양면 인쇄법을 이용한 중금속 검출용 3D 종이 기반 분석장치 제작

Microfluidic paper-based analytical devices (PADs) have recently been in the spotlight for their applicability in point-of-care diagnostics and environmental material detection. This study presents a double-sided printing method for fabricating 3D-PADs, providing simple and cost effective metal ion detection. The design of the 3D-PAD was made into an acryl stamp by laser cutting and then coating it with a thin layer of PDMS using the spin-coating method. This fabricated stamp was used to form the 3D structure of the hydrophobic barrier through a double-sided contact printing method.
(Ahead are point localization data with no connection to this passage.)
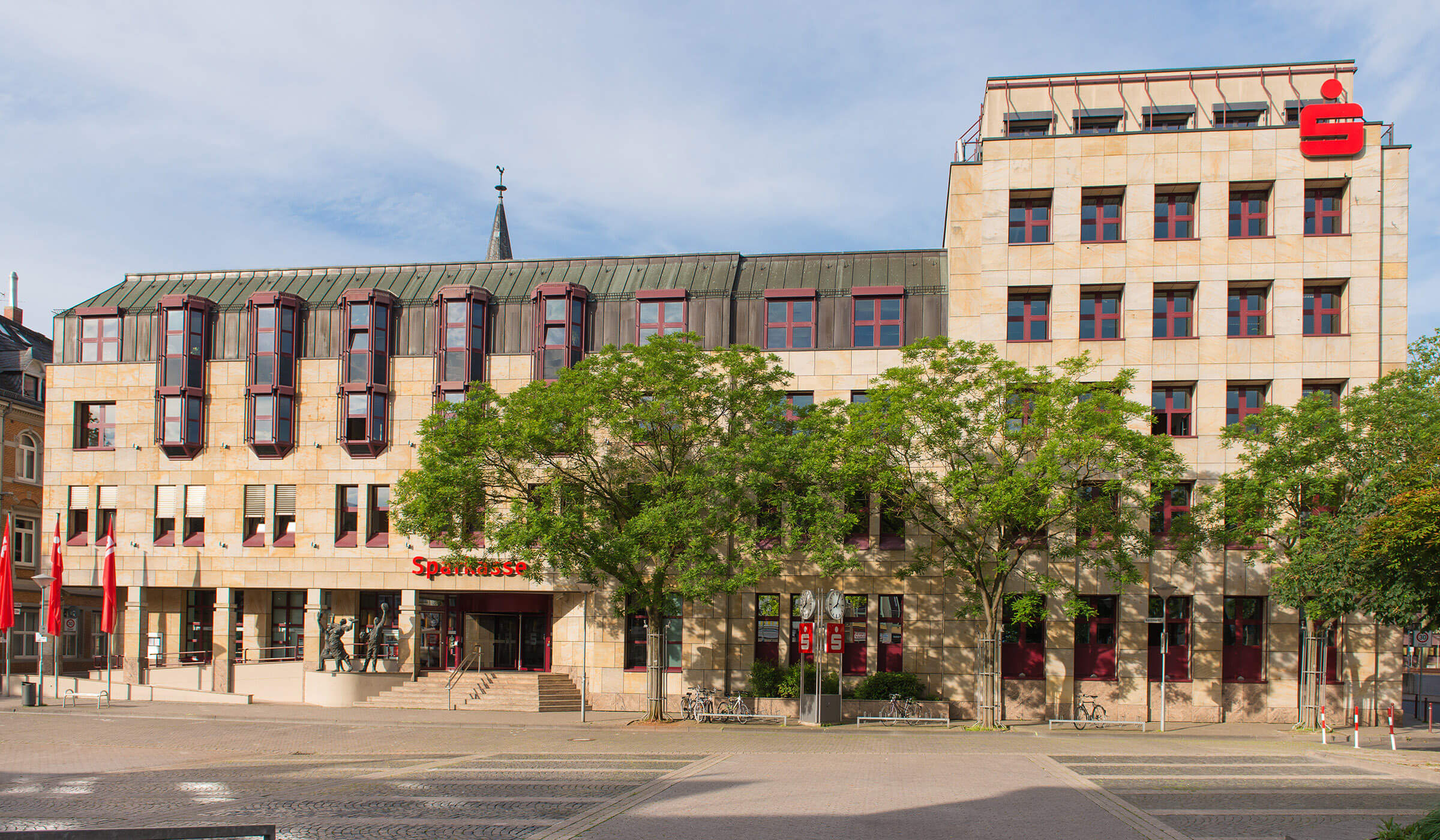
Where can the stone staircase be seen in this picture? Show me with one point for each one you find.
(484, 692)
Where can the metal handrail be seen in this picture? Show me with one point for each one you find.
(460, 669)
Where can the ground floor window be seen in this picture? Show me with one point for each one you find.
(892, 626)
(768, 629)
(1175, 613)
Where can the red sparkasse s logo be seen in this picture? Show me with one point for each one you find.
(1340, 139)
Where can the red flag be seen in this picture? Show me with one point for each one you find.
(107, 613)
(6, 587)
(52, 620)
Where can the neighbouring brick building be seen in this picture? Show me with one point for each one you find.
(244, 427)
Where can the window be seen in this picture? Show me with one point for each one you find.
(890, 649)
(1249, 212)
(671, 629)
(181, 320)
(1330, 391)
(1174, 310)
(287, 624)
(78, 529)
(1028, 221)
(1095, 640)
(1246, 311)
(1243, 652)
(460, 346)
(1028, 317)
(1171, 509)
(254, 515)
(659, 313)
(195, 515)
(25, 541)
(271, 361)
(347, 515)
(28, 457)
(857, 643)
(1322, 211)
(379, 530)
(1100, 218)
(1322, 310)
(559, 328)
(1175, 613)
(284, 516)
(1023, 647)
(100, 338)
(768, 629)
(1243, 401)
(879, 322)
(1172, 410)
(95, 425)
(790, 323)
(1099, 316)
(167, 499)
(1175, 215)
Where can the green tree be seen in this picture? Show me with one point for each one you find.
(663, 470)
(992, 460)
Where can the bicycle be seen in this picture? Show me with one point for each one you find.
(1088, 711)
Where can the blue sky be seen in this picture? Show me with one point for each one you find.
(275, 134)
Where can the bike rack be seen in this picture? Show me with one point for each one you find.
(947, 721)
The fabrication of the 3D hydrophobic barrier within a single sheet was optimized by controlling the spin-coating rate, reagent ratio and contacting time. The optimal conditions were found by analyzing the area change of the PDMS hydrophobic barrier and hydrophilic channel using ink with chromatography paper. Using the fabricated 3D-PAD under optimized conditions, Ni2+, Cu2+, Hg2+, and pH were detected at different concentrations and displayed with color intensity in grayscale for quantitative analysis using ImageJ. This study demonstrated that a 3D-PAD biosensor can be applied to detect metal ions without special analysis equipment. This 3D-PAD provides a highly portable and rapid on-site monitoring platform for detecting multiple heavy metal ions with extremely high repeatability, which is useful for resource-limited areas and developing countries.